You might want to configure the VirusTotal key if you have an account of your own.

reporting.conf

The $CWD/conf/reporting.conf file contains information on the reports generation.

It contains the following sections.

# Enable or disable the available reporting modules [on/off].
# If you add a custom reporting module to your Cuckoo setup, you have to add
# a dedicated entry in this file, or it won't be executed.
# You can also add additional options under the section of your module and
# they will be available in your Python class.

[feedback]
# Automatically report errors that occurred during an analysis. Requires the
# Cuckoo Feedback settings in cuckoo.conf to have been filled out properly.
enabled = no

[jsondump]
enabled = yes
indent = 4
calls = yes

[singlefile]
# Enable creation of report.html and/or report.pdf?
enabled = no
# Enable creation of report.html?
html = no
# Enable creation of report.pdf?
pdf = no

[misp]
enabled = no
url = 
apikey = 

# The various modes describe which information should be submitted to MISP,
# separated by whitespace. Available modes: maldoc ipaddr hashes url.
mode = maldoc ipaddr hashes url

[mongodb]
enabled = no
host = 127.0.0.1
port = 27017
db = cuckoo
store_memdump = yes
paginate = 100
# MongoDB authentication (optional).
username = 
password = 

[elasticsearch]
enabled = no
# Comma-separated list of ElasticSearch hosts. Format is IP:PORT, if port is
# missing the default port is used.
# Example: hosts = 127.0.0.1:9200, 192.168.1.1:80
hosts = 127.0.0.1
# Increase default timeout from 10 seconds, required when indexing larger
# analysis documents.
timeout = 300
# Set to yes if we want to be able to search every API call instead of just
# through the behavioral summary.
calls = no
# Index of this Cuckoo instance. If multiple Cuckoo instances connect to the
# same ElasticSearch host then this index (in Moloch called "instance") should
# be unique for each Cuckoo instance.
index = cuckoo

# Logging time pattern.  This sets how elasticsearch creates indexes
# by default it is yearly in most instances this will be sufficient
# valid options: yearly, monthly, daily
index_time_pattern = yearly

# Cuckoo node name in Elasticsearch to identify reporting host.

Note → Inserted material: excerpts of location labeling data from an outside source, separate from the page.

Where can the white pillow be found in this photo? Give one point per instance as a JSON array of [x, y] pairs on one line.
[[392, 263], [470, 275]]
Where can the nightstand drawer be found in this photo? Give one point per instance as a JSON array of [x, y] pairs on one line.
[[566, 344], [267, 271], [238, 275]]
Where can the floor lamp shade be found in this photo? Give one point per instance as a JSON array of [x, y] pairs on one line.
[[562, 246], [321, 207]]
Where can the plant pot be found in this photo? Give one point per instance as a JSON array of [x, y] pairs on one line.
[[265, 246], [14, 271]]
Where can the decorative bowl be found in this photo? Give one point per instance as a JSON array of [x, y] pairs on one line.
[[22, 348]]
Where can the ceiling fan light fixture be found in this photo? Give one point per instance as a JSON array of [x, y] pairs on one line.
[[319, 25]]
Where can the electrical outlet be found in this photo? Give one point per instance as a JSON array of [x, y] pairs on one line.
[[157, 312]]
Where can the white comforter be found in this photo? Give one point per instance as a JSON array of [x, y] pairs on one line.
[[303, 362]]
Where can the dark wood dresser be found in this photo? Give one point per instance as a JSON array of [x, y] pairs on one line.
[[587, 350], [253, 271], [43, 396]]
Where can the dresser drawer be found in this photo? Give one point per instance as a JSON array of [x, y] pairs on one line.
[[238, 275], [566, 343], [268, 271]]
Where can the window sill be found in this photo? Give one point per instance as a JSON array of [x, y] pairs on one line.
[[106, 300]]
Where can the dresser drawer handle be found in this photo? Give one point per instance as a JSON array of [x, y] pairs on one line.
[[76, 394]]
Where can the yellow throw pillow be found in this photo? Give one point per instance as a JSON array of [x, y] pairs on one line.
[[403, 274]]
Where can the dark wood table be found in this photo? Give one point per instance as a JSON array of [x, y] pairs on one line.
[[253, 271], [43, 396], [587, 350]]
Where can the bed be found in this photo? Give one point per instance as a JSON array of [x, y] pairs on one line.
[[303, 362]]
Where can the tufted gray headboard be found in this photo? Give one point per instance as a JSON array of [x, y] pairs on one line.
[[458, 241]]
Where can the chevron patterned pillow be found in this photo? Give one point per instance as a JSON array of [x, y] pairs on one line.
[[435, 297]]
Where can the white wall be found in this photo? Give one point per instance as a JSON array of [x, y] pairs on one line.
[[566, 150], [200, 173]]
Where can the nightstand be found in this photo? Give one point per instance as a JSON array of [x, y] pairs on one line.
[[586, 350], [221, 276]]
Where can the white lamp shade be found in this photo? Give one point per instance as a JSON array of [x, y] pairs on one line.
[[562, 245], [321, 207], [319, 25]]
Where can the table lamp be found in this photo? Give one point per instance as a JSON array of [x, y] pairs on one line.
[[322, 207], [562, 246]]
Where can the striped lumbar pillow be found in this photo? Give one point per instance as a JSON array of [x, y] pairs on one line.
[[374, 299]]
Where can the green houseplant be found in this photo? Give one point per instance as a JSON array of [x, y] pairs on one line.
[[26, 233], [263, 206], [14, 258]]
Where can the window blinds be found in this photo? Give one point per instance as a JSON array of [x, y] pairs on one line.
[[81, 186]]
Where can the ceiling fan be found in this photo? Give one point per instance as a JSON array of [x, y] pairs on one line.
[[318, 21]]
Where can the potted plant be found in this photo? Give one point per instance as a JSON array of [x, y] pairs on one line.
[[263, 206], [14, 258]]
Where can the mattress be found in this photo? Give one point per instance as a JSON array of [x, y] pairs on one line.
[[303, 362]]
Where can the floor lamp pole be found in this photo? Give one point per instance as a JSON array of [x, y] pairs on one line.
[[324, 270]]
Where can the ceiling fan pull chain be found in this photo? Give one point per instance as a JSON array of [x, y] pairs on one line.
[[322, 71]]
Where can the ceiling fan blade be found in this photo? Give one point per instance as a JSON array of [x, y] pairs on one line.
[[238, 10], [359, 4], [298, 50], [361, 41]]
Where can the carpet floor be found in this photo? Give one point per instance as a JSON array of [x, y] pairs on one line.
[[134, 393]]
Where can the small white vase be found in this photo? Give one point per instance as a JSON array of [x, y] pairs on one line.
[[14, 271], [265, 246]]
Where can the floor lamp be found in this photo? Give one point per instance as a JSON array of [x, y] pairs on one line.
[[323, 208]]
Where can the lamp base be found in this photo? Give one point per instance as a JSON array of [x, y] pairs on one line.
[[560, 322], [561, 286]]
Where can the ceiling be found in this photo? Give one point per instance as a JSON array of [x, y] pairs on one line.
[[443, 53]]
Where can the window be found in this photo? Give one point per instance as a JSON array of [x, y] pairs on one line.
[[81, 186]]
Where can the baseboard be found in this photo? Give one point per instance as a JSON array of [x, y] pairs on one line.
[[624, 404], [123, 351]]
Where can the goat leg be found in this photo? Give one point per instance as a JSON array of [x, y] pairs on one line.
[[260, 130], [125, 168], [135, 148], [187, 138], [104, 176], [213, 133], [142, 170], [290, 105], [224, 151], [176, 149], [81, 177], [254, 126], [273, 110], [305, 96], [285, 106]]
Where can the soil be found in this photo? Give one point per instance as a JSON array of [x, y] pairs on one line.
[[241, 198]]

Can be useful
# for automation and while referring back to correct Cuckoo host.
cuckoo_node = 

[moloch]
enabled = no
# If the Moloch web interface is hosted on a different IP address than the
# Cuckoo Web Interface then you'll want to override the IP address here.
host = 
# If you wish to run Moloch in http (insecure) versus https (secure) mode,
# set insecure to yes.
insecure = no

# Following are various configurable settings. When in use of a recent version
# of Moloch there is no need to change any of the following settings as they
# represent the defaults.
moloch_capture = /data/moloch/bin/moloch-capture
conf = /data/moloch/etc/config.ini
instance = cuckoo

[notification]
# Notification module to inform external systems that analysis is finished.
# You should consider keeping this as very last reporting module.
enabled = no

# External service URL where info will be POSTed.
# example : https://my.example.host/some/destination/url
url = 

# Cuckoo host identifier - can be hostname.
# for example : my.cuckoo.host
identifier = 

[mattermost]
enabled = no

# Mattermost webhook URL.
# example : https://my.mattermost.host/hooks/yourveryrandomkey
url = 

# Cuckoo host URL to make analysis ID clickable.
# example : https://my.cuckoo.host/
myurl = 

# Username to show when posting message
username = cuckoo

# What kind of data to show apart from default.
# Show virustotal hits.
show_virustotal = no

# Show matched cuckoo signatures.
show_signatures = no

# Show collected URL-s by signature "network_http".
show_urls = no

# Hide filename and create hash of it
hash_filename = no
# Hide URL and create hash of it
hash_url = no

By setting those option to on or off you enable or disable the generation of such reports.